Them thar hills

In 1863, Gabriel’s Gully was a sea of tents as the miners dug into their allotted holdings. Photo...
In 1863, Gabriel’s Gully was a sea of tents as the miners dug into their allotted holdings. Photo: Te Papa
There have been several reports recently of plans to set up the Chinese settlement at Lawrence for visitors to view and appreciate this chapter in the history of the Otago goldfields. This reminds me of a comment made years ago by Warren Cooper when he was a government minister, when he wondered "why anyone would bother to go and look at some old mining site".

In 1979, the NZ Forest Service approached me for advice on what they should do with the historic sites at Gabriel’s Gully, after it acquired the Glen Dhu run. I soon found myself tramping over the old goldfields — that had become a gravel quarry and the Lawrence landfill, covered in gorse, broom and briar. Armed with images taken from the earliest days, when on May 25 1861, Gabriel Read first sighted "gold shining like the stars in Orion on a dark frosty night", I found my assignment to provide advice fascinating from start to finish, for his discovery was the catalyst that transformed Otago into the dominant economic force in this country.

In the two years following his find, 370,585 ounces of gold worth well over $100 million at today’s price were banked as hundreds of miners from every point of the compass joined the rush. Early photographs show a sea of tents as the miners dug into their allotted holdings, each measuring 24 by 24 feet (about 7.3m by 7.3m). When they moved on to the Cromwell Gorge goldfields, the Chinese miners moved in to glean what was left, and there was plenty. Indeed, when we surveyed the gully, we recorded the subsequent chapters of extraction. Water races were constructed, many of them engineering marvels. The Perseverance Race brought water over 24km to feed the pumps that cast jets of water into the gold-bearing deposits.
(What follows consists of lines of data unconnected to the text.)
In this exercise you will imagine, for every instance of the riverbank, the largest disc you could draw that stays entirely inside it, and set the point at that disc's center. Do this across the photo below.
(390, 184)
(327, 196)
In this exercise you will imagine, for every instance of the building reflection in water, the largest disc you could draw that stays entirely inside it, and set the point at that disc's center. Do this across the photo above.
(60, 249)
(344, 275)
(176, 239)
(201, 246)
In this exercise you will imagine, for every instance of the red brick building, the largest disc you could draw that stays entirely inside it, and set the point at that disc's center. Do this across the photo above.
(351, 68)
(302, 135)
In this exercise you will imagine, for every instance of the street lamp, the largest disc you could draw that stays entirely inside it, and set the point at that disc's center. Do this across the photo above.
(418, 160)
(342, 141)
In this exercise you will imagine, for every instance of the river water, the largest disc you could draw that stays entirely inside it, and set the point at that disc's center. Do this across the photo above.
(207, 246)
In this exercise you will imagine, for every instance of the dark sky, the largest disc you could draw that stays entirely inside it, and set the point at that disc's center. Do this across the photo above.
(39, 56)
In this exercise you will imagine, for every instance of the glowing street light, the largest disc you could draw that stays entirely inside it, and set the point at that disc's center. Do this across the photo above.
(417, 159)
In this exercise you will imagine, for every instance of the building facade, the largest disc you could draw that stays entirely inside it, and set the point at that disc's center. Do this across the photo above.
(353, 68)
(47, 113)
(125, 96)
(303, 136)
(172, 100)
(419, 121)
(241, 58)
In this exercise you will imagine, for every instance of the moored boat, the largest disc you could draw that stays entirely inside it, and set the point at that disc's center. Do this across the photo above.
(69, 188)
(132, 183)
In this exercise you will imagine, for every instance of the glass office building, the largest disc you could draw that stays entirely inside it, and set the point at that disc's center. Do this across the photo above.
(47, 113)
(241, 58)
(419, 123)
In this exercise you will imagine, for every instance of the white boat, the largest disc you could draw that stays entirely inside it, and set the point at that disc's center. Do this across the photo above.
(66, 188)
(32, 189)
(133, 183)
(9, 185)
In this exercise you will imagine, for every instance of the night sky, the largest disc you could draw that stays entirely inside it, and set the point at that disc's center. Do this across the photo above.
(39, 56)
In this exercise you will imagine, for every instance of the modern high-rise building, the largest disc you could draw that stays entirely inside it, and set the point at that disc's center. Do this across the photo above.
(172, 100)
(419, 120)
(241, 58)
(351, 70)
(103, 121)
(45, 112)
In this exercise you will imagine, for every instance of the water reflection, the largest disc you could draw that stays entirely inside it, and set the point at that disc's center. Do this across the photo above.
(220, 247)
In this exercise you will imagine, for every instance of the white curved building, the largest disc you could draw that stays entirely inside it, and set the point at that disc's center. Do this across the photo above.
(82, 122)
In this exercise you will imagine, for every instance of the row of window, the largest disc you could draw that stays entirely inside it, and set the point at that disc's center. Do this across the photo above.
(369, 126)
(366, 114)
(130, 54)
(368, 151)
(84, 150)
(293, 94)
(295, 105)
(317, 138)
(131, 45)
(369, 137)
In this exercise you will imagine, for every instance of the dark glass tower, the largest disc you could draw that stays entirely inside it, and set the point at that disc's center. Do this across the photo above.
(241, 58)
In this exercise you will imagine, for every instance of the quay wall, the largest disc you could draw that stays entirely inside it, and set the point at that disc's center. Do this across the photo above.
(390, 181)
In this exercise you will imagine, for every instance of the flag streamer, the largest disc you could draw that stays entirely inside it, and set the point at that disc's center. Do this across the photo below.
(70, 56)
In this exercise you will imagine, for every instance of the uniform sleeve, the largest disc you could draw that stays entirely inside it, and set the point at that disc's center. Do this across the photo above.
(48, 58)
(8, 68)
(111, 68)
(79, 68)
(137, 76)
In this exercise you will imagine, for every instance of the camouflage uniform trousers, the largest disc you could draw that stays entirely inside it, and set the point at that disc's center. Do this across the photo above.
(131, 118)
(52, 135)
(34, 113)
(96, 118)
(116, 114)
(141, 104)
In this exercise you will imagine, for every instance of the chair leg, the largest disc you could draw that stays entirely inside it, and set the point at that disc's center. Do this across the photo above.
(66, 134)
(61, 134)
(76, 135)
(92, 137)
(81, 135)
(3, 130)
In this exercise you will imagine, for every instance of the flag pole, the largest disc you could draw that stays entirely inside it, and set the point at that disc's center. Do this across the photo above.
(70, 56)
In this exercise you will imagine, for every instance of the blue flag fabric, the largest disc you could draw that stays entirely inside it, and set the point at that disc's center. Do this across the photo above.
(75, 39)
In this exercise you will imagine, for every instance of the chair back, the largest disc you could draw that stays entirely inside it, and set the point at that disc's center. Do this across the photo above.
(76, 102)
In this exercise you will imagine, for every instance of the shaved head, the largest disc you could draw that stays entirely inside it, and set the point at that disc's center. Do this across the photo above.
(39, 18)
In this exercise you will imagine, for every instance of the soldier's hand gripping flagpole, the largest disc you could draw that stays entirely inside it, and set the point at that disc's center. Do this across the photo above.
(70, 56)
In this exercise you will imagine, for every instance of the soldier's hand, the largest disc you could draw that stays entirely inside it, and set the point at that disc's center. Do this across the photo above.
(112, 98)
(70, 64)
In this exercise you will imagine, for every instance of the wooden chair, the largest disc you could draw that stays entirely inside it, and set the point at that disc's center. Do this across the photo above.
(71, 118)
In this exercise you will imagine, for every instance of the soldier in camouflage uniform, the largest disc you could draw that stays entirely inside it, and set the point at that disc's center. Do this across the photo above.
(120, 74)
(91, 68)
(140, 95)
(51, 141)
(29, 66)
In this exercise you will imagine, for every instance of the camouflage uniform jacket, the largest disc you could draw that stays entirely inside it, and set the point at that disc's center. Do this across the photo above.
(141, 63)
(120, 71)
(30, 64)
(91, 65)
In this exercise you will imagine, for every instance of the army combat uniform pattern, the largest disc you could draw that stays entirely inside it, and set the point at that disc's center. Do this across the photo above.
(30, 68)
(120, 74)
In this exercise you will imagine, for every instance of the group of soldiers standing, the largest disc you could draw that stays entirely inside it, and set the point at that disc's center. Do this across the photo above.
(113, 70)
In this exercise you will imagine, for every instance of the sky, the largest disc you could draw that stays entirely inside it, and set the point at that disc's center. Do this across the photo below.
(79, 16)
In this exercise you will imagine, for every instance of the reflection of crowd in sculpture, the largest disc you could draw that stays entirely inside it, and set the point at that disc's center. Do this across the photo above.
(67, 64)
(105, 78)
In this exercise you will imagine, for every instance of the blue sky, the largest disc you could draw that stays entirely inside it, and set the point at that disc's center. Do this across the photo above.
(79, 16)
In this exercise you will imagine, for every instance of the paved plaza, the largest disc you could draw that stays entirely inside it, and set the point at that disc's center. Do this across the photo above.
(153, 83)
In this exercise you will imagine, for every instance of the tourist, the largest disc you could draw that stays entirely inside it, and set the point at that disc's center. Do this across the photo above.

Later, engineering firms sprung up in Dunedin to manufacture the stamping machines that pounded rocks into fragments to release the yellow metal. At the Blue Spur, explosives were deployed to fragment the conglomerate before it was sluiced over coconut matting to trap the gold. We recorded what remains of all this historic endeavour, and presented a report recommending the Forest Service remove noxious weed cover, establish picnic areas and set up a series of early photographs at strategic points with a description of their contents. We encouraged production of a guide with maps and plans, and descriptive notices "robust enough to withstand the less determined vandals".

And now, nearly half a century later, the Department of Conservation has followed our suggestions. There is a Gabriel’s Gully information walk, with a series of "interpretation panels and a picnic area at Grey’s Dam". On your drive up to Queenstown and Wanaka, take an hour and a half to enjoy this trip into a vital chapter of Otago history.